From this I remember @tremblap’s patch from the plenary day that did some AudioGuide-type things. In looking back at the patch, it’s not terribly clear what exactly is happening at each stage (although I did manage to get it to work!), but the core nuggets of it seem like they could be useful for “generic” querying/matching stuff.

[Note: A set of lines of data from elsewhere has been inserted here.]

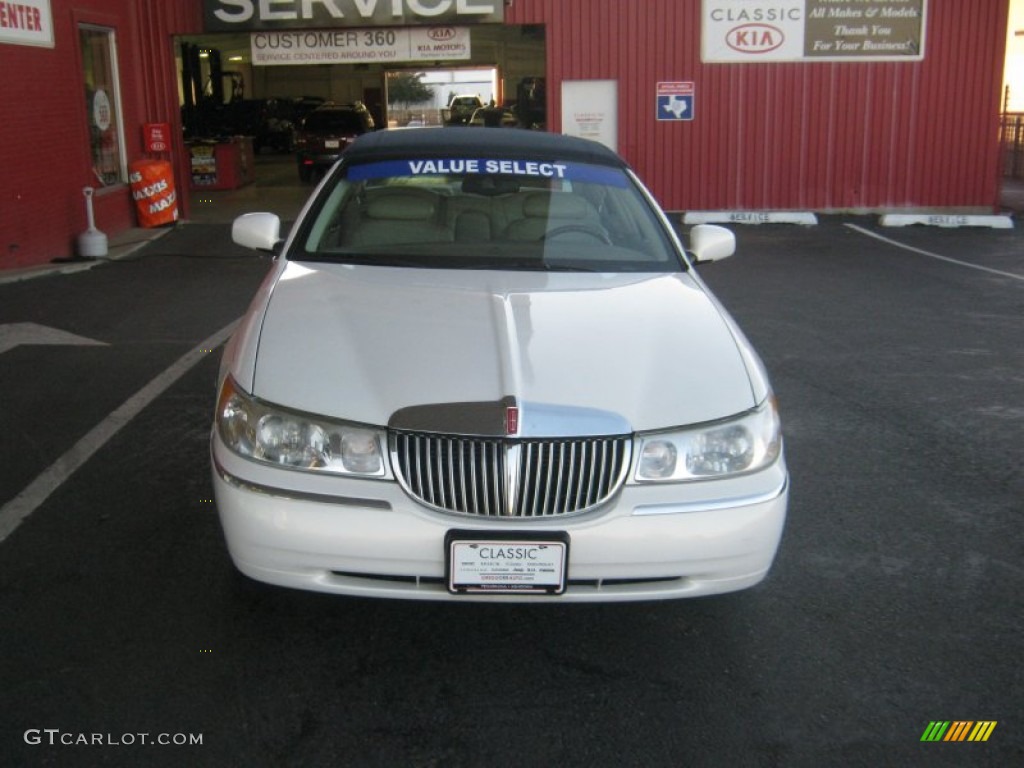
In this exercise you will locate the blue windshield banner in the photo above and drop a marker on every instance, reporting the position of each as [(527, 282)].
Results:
[(487, 167)]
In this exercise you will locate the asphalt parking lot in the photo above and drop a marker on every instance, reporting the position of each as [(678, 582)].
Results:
[(896, 599)]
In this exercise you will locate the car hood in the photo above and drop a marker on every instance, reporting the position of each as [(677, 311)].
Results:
[(361, 343)]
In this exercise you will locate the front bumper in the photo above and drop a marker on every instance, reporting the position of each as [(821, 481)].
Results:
[(369, 539)]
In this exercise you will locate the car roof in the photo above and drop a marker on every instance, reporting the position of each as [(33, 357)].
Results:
[(465, 141)]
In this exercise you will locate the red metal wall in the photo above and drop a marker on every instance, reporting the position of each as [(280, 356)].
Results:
[(44, 141), (822, 136)]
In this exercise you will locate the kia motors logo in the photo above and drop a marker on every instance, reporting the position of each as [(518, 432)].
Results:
[(441, 34), (755, 38)]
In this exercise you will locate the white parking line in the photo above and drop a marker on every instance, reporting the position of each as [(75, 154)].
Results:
[(905, 247), (23, 505)]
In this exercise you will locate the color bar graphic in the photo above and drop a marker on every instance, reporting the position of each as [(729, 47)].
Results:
[(958, 730)]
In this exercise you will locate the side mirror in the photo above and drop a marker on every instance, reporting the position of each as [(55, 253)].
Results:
[(712, 243), (258, 230)]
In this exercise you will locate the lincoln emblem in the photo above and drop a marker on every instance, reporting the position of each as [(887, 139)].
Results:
[(512, 420)]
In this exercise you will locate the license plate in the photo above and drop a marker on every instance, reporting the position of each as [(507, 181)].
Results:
[(519, 564)]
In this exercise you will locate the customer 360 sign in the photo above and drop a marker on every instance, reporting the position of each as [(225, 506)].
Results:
[(737, 31)]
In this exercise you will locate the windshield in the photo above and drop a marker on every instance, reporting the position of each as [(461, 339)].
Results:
[(486, 213)]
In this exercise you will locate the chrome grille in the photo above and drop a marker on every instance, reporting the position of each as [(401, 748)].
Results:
[(518, 478)]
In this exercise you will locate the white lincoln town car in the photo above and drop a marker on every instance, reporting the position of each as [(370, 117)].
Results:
[(482, 367)]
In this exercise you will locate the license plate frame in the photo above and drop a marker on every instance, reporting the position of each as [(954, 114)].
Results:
[(506, 563)]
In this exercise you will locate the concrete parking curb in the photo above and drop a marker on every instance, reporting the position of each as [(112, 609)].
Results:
[(121, 247)]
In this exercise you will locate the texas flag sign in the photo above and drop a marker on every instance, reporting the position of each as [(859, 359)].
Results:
[(675, 101)]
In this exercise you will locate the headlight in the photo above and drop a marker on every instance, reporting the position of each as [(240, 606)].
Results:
[(289, 438), (744, 443)]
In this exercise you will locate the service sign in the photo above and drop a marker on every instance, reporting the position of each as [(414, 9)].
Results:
[(759, 31), (240, 15), (27, 23), (360, 46)]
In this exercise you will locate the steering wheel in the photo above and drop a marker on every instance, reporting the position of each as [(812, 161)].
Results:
[(582, 228)]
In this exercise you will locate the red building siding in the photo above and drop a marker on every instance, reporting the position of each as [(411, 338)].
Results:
[(44, 144), (823, 136)]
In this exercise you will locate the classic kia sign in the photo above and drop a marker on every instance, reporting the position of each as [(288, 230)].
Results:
[(759, 31), (233, 15)]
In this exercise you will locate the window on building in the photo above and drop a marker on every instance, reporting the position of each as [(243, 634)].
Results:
[(102, 104)]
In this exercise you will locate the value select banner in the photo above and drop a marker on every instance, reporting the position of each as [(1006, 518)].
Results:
[(359, 46), (755, 31)]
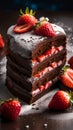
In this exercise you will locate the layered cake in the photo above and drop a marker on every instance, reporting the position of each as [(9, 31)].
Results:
[(2, 56), (34, 62)]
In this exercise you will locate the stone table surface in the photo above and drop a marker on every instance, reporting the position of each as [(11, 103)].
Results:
[(36, 116)]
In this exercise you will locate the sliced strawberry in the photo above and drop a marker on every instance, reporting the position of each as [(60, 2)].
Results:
[(54, 64), (22, 28), (1, 42), (48, 53), (60, 48), (66, 80), (41, 87), (52, 50), (48, 84)]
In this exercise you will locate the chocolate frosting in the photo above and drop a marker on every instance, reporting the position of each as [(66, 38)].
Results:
[(23, 44)]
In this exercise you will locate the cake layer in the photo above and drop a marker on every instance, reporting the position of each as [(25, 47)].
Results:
[(34, 82), (30, 46), (23, 94), (25, 67)]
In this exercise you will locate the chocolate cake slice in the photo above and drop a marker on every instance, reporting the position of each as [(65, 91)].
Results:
[(2, 56), (34, 63)]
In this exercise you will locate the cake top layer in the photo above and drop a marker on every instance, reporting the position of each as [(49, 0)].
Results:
[(23, 44)]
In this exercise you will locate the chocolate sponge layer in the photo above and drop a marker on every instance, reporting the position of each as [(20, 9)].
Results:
[(33, 83)]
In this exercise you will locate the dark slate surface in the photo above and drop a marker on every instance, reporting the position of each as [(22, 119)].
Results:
[(37, 116)]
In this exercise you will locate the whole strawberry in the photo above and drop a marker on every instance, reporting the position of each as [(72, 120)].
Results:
[(10, 109), (25, 22), (67, 77), (70, 62), (27, 17), (44, 28), (60, 101), (1, 42)]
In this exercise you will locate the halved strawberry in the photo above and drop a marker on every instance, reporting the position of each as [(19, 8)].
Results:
[(1, 42), (70, 73), (70, 62), (27, 17), (22, 28), (41, 87), (67, 77), (44, 28)]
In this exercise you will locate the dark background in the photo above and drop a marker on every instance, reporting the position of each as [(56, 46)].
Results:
[(10, 5)]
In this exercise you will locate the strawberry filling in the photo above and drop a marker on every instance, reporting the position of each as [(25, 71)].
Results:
[(43, 87), (48, 69), (53, 50)]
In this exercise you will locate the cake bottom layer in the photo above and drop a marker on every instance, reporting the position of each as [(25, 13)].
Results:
[(23, 94)]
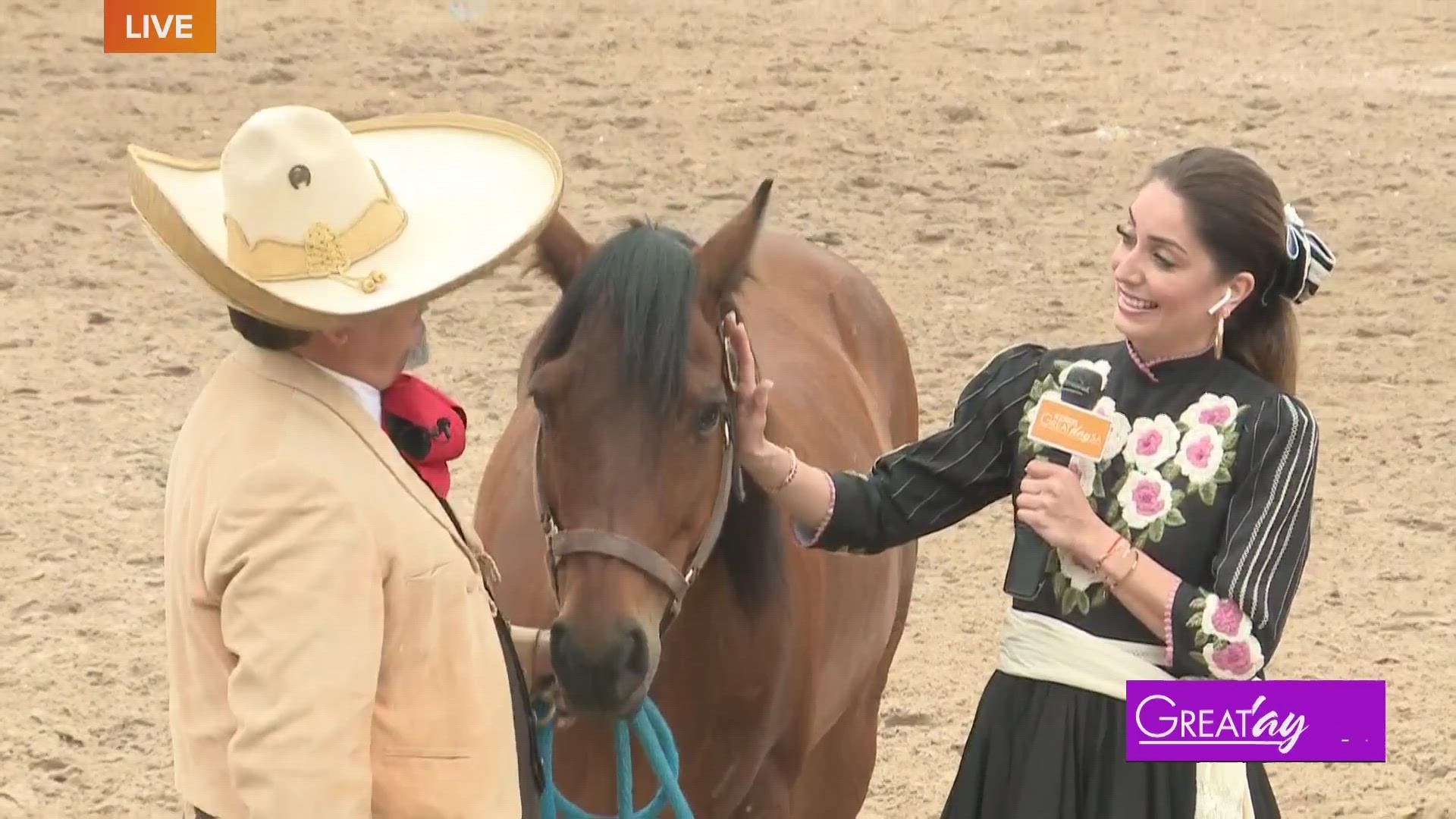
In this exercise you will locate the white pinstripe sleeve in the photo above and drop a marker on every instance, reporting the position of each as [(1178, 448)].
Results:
[(1234, 629), (937, 482)]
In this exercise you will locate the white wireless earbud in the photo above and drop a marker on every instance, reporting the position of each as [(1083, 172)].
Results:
[(1228, 297)]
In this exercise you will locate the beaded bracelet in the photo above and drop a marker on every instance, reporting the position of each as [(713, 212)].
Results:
[(794, 471), (1109, 553), (1136, 556)]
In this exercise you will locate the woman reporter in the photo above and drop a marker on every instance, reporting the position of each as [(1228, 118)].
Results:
[(1177, 554)]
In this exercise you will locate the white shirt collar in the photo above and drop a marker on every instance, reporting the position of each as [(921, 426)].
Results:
[(367, 394)]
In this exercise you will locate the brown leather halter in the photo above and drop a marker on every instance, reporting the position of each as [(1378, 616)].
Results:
[(564, 542)]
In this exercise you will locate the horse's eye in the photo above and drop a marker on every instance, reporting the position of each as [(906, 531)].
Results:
[(708, 419), (542, 411)]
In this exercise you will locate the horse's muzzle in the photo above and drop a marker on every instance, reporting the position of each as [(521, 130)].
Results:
[(601, 676)]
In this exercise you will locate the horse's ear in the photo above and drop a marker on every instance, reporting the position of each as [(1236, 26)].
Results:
[(723, 261), (561, 251)]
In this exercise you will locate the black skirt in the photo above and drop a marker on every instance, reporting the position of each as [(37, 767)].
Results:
[(1049, 751)]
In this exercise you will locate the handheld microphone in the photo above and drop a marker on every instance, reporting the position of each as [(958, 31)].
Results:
[(1063, 428)]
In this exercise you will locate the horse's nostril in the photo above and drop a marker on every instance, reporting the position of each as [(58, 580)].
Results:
[(637, 653)]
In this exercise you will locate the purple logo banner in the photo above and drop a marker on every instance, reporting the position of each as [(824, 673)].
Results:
[(1277, 720)]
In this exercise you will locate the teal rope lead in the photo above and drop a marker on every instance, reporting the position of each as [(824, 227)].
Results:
[(661, 752)]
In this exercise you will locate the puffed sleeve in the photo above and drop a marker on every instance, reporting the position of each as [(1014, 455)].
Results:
[(937, 482), (302, 607), (1232, 630)]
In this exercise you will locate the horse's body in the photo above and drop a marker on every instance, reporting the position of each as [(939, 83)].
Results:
[(775, 714)]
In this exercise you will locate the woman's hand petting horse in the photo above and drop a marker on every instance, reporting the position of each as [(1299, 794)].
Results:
[(753, 400), (1053, 504)]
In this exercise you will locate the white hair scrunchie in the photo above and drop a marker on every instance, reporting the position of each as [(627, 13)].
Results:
[(1310, 261)]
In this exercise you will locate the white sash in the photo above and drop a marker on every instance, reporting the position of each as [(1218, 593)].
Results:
[(1043, 648)]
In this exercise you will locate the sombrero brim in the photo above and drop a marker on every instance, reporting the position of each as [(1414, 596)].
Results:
[(476, 191)]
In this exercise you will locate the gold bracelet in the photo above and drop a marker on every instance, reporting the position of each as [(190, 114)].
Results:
[(1136, 557), (794, 471)]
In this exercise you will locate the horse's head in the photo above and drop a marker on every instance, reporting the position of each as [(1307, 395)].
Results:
[(635, 471)]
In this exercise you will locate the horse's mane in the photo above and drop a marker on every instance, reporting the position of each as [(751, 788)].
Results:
[(647, 279)]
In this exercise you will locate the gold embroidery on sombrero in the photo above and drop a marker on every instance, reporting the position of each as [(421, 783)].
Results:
[(322, 254)]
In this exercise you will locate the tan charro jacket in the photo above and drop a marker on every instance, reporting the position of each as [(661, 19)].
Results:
[(332, 651)]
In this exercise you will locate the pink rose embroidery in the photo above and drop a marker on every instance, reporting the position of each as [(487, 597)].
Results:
[(1200, 455), (1223, 618), (1150, 442), (1212, 410), (1215, 416), (1234, 661), (1145, 497)]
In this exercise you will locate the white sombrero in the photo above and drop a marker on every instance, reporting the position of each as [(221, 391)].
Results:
[(308, 222)]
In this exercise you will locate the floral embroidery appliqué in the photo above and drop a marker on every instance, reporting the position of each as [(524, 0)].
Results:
[(1223, 640), (1165, 460)]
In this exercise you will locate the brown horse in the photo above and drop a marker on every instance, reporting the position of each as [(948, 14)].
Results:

So from the looks of it points are shoved into fluid.dataset~
, which needs a name and a size (ala entrymatcher~
). This could presumably be something like this:
1, "METAL RESONANCE DROPS Hard concrete ANGLE IRON 01 - 01.wav" 1956.507937 1023.095805 4 -17.815588 -0.042764 3.267899 -17.815588 2205. 0.303731 538.381897 1474.484863 7241.071289 2.690974 351.409302 7550.347168 -7.610556 0.003646 0.61819 -9.106574 20943.193359 5.410414 1321.936401 19468.511719 5551.549805 0.94741 138.995499 5434.257324;
2, "METAL RESONANCE DROPS Hard concrete ANGLE IRON 01 - 02.wav" 2202.721088 1181.382368 2 -28.928728 -0.037673 2.115414 -28.928728 1284.415771 0.42789 1061.948853 539.157104 6360.745117 1.902401 195.140411 5399.84082 -10.174833 0.002133 0.359874 -10.33946 20943.193359 4.831788 780.422302 10516.023438 4918.262207 0.614422 69.877556 4570.10791;
Then the named dataset is passed into a fluid.kdtree~
, and then I can simply query it for kNearest [buffer/dataset] 1
and kNearestDist [buffer/dataset] 1
and it should return the index(?) (which I would then use to play back the matched sample/entry).
Am I on the right track here?
I guess this wouldn’t necessarily solve the problem of over weighing something like MFCCs as that would take up the same amount of dimensions in a fluid.kdtree~
as it with an entrymatcher~
, which is, I supposed, where data reduction stuff will come in handy.
So is what I’m after possible at the moment, and/or is it just a question of data reduction which is independent of querying/matching?